Additionally, emergent research continues to show that LLMs falter even on simple tasks. A recent Apple study demonstrated that even leading LLMs stumble on classic logic puzzles such as the Tower of Hanoi—the kind solvable by children—revealing that more scaling does not equal more reasoning.
Hype vs. Historical Precedents
The current excitement around GPT-5 mirrors past technology hype—like the early-2020s promise that self-driving cars were just around the corner. Despite massive investment and innovation, full autonomy remains elusive a decade later. People today still glimpse the potential in pilot programs and advanced features, but widespread adoption of fully autonomous vehicles remains distant.
Similarly, while LLMs like GPT-5 offer impressive pattern recognition, their underlying architecture—transformers—is fundamentally flawed for achieving AGI. These models rely on statistical pattern-matching, not understanding. As researchers like John Mark Bishop and Judea Pearl—and echoed by Marcus—have argued, deep learning remains “just curve fitting,” lacking causal reasoning and generalizable logic.
The Technology Wall Ahead
Transformers, despite their scalability, hit diminishing returns. Larger models do not necessarily understand context or reasoning better—they just get better at predicting the next word. The Tower of Hanoi results, combined with Marcus’s analysis, suggests we’ve hit a “deep learning wall.”
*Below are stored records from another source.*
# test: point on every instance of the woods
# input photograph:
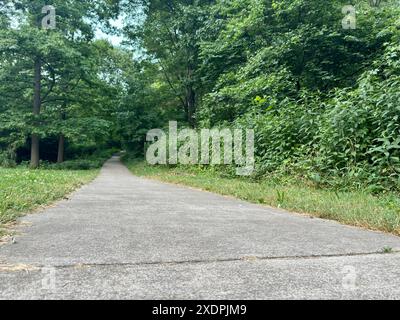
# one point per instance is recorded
(323, 99)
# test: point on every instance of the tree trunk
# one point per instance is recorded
(61, 148)
(35, 157)
(191, 106)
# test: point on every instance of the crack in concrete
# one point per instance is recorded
(183, 262)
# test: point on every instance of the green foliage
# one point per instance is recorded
(23, 190)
Thus, even after another decade of incremental improvements, substantial progress toward AGI is unlikely unless new paradigms—like neurosymbolic, causal, or hybrid systems—emerge.
Final Word
GPT-5 is undeniably a leap forward in usability and fluency. But it remains a refined LLM—a tool, not a self-aware intellect. Altman’s “useless” remark underscores this uneasy dissonance between progress and promise. Vocal critics like Gary Marcus remind us: we are still far from true AGI.
Much like the still-distant era of autonomous vehicles, the vision of AGI remains one for the future—perhaps generations away. For now, we should value LLMs for their immediate utility but temper expectations and invest in robust, causal, and verifiable AI foundations.